1918. A number used to taunt and ridicule Red Sox fans for years, by Yankee fans who were enjoying their 26 championships they would pile up over the 86 years that Sox fans waited. All that was solved through a most improbable comeback that defied the baseball gods and a swift sweep of the Cardinals, a series in which St. Louis would not spend a single inning with the lead. The Red Sox ghosts and goats are now forgiven and forgotten.
1917. An even more daunting number, remembered by the south-side of Chicago, long proclaimed the lesser of the two Chicago teams. Not since Shoeless Joe and the Blacksox Scandal, immortalized in Hollywood in 8 Men Out and Field of Dreams, had the White Sox even seen a World Series grace the south-side. All of that was solved as the White Sox won in yet another curse ending sweep, allowing the Black Sox to rest in peace once and for all.
1908. Ah, yes, 1908...a number that still has yet to be erased. A number belonging to the other side of Chicago. The pathetic Chicago Cubs. I have realized that this team has nothing respectable about them, other than their decrepid, quaint field that still refrains from playing too many night games per year.
Even the Cubs curse is pathetic compared to the Red and White Sox. The Curse of the Billy Goat. As the story goes, William Sianis, a Greek immigrant who owned a nearby tavern (the now-famous Billy Goat Tavern), had two $7.20 box seat tickets to Game 4 of the 1945 World Series between the Chicago Cubs and the Detroit Tigers and decided to bring his pet goat, Murphy, with him. Sianis and the goat were allowed into Wrigley Field and even paraded about on the playing field before the game before ushers intervened. They were led off the field. After a heated argument, both Sianis and the goat were permitted to stay in the stadium occupying the box seat for which he had tickets. However, before the game was over, Sianis and the goat were ejected from the stadium at the command of Cubs owner Philip Knight Wrigley due to the animal's objectionable odor. Sianis was outraged at the ejection and allegedly placed a curse upon the Cubs that they would never win another pennant or play in a World Series at Wrigley Field again.
That's it. An arbitrary ejection because some moron brought his pet goat to a baseball game is blamed for 97 years of crappy baseball. I can only imagine how many drunken idiots are ejected from places like Miller Park in Milwaukee or Tropicana Field in Tampa who curse the team, but you don't hear of any goofy legends being concocted to explain why the team sucks.
Whats worse is the curse doesn't even compare to the substance of the White and Red Sox. White Sox had a major scandal in which a team threw a championship for money, enough to curse any major league team. The Red Sox traded arguably the greatest player to ever play the game, Babe Ruth. Enough said. The Cubs threw out an immigrant. Not even an American fan.

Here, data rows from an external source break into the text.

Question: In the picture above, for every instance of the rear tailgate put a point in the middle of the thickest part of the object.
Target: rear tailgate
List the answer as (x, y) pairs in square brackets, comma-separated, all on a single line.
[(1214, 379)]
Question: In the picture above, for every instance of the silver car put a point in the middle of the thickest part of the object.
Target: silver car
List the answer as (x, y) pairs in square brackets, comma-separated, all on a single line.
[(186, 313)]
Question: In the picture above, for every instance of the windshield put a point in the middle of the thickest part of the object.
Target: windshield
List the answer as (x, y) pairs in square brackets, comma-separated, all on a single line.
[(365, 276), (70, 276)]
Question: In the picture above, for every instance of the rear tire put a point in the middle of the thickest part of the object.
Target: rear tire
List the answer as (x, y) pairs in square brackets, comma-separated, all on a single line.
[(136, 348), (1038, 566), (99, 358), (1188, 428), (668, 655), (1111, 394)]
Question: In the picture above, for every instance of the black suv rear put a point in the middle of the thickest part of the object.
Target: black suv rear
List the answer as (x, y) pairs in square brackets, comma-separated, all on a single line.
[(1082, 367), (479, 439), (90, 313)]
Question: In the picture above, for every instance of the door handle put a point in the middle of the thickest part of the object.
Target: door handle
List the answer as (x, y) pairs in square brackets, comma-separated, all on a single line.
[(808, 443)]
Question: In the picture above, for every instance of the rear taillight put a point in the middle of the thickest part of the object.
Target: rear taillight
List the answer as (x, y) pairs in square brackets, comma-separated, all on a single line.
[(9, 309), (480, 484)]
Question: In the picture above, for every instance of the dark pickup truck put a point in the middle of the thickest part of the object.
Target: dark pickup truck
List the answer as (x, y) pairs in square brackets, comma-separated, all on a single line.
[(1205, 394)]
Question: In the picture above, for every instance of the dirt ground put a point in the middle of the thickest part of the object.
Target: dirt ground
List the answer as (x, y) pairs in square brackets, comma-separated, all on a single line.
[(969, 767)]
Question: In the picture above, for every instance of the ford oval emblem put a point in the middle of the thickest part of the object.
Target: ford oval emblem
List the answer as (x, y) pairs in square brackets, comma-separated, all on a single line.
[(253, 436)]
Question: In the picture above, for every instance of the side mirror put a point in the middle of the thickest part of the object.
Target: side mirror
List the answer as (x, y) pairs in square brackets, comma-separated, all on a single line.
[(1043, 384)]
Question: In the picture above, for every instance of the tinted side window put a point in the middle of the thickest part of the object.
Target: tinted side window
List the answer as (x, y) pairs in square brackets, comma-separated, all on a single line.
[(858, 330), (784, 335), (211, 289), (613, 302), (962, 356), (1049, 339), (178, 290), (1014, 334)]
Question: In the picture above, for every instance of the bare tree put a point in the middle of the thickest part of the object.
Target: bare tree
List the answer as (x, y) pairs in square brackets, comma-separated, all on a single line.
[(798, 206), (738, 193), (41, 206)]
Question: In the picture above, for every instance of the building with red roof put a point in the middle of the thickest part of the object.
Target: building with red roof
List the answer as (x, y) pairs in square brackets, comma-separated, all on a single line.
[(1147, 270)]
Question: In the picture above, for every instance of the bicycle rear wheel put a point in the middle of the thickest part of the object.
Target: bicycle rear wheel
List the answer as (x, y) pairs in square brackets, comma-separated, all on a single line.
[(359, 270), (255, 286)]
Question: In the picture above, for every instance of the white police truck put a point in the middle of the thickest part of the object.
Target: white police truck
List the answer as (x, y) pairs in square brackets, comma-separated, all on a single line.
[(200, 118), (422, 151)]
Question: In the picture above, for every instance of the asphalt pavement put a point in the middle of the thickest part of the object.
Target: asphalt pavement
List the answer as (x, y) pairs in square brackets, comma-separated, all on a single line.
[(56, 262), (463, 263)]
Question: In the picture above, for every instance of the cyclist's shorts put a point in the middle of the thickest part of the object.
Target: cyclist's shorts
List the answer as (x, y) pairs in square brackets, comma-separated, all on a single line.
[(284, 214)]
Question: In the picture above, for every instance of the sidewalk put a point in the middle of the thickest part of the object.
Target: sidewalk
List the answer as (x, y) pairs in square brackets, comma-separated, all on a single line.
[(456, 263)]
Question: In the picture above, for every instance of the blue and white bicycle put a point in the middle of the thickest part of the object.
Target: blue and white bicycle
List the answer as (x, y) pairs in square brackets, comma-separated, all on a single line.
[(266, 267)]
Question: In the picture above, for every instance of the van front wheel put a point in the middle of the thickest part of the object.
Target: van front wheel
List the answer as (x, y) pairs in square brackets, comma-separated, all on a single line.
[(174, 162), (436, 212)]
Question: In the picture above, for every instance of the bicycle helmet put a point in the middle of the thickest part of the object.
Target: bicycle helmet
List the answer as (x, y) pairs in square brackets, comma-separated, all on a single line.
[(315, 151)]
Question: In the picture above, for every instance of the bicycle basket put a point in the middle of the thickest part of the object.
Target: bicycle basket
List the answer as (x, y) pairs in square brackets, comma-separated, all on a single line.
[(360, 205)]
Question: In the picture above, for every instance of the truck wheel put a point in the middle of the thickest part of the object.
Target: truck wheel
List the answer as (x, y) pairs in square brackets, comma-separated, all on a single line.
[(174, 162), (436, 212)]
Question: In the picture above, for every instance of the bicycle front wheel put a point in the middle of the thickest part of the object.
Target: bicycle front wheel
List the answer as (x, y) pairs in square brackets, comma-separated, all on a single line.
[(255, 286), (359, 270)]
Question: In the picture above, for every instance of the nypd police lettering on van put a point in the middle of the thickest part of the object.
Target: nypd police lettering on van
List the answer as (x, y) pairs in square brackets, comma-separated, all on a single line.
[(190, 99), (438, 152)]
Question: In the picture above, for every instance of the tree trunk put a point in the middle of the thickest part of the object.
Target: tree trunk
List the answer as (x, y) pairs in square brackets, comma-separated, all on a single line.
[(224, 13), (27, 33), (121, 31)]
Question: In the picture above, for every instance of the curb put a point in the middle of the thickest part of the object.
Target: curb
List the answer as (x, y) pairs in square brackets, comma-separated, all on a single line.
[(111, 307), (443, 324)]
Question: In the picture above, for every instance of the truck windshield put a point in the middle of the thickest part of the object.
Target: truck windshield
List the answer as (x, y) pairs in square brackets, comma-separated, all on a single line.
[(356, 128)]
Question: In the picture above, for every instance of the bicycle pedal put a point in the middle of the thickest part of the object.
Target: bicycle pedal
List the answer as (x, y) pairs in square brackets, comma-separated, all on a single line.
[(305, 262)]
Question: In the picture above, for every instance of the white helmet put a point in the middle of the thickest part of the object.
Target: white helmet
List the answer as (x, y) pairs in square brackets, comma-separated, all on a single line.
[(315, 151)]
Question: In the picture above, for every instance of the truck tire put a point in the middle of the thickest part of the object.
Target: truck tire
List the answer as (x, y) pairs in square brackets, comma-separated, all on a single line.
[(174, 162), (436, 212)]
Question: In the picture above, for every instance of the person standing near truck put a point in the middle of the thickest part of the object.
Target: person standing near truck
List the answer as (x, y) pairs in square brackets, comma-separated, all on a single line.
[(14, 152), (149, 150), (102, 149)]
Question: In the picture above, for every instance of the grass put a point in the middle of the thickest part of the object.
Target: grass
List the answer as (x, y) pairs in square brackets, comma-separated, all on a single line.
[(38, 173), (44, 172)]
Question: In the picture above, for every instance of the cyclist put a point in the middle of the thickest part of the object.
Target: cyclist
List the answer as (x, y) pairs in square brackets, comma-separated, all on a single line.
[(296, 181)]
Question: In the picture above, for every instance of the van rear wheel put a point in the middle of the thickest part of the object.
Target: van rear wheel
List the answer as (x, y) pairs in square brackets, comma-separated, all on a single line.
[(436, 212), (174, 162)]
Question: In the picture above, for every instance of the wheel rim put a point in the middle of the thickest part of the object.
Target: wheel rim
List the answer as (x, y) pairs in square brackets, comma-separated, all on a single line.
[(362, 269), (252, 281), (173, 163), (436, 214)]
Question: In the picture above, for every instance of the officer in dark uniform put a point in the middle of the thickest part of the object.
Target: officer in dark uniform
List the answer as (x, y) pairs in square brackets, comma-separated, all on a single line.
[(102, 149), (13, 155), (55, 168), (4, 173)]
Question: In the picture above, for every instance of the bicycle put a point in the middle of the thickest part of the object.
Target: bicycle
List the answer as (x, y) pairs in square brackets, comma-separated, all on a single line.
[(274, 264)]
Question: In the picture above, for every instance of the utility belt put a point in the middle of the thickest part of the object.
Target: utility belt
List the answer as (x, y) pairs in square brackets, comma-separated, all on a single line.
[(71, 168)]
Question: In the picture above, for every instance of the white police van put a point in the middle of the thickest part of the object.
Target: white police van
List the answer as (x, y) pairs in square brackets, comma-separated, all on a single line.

What's worse is the fact that they blamed yet another fan in 2004 for playing a foul ball. Poor Steve Bartman. How can Cubs fans blame Bartman for that treacherous error committed by Alex Gonzalez that truly gave the game away to the Marlins.
Cubs fans should see no end in sight. They have a "marquee" pitching staff that can't even make through a half-season without getting hurt. They have suspect hitting that relies on players like Derek Lee to explode onto the scene, no garauntees and unpredictable at best.
The only solution I can see for the Cubs would be to trade Nomar Garciaparra. It worked for the Red Sox, so why not? Truthfully though, I would love to see this number stretch to 130 years or so. Cause I don't care about the Cubs. They used to be the team I'd lean on when the Sox blew it, but now the Sox are big time, both colors. The Cubs have been left behind, the red-headed stepchild of the group, the lame duck, the loser in Darwin's theory of evolution.
And good riddance. Someone has to be the loser.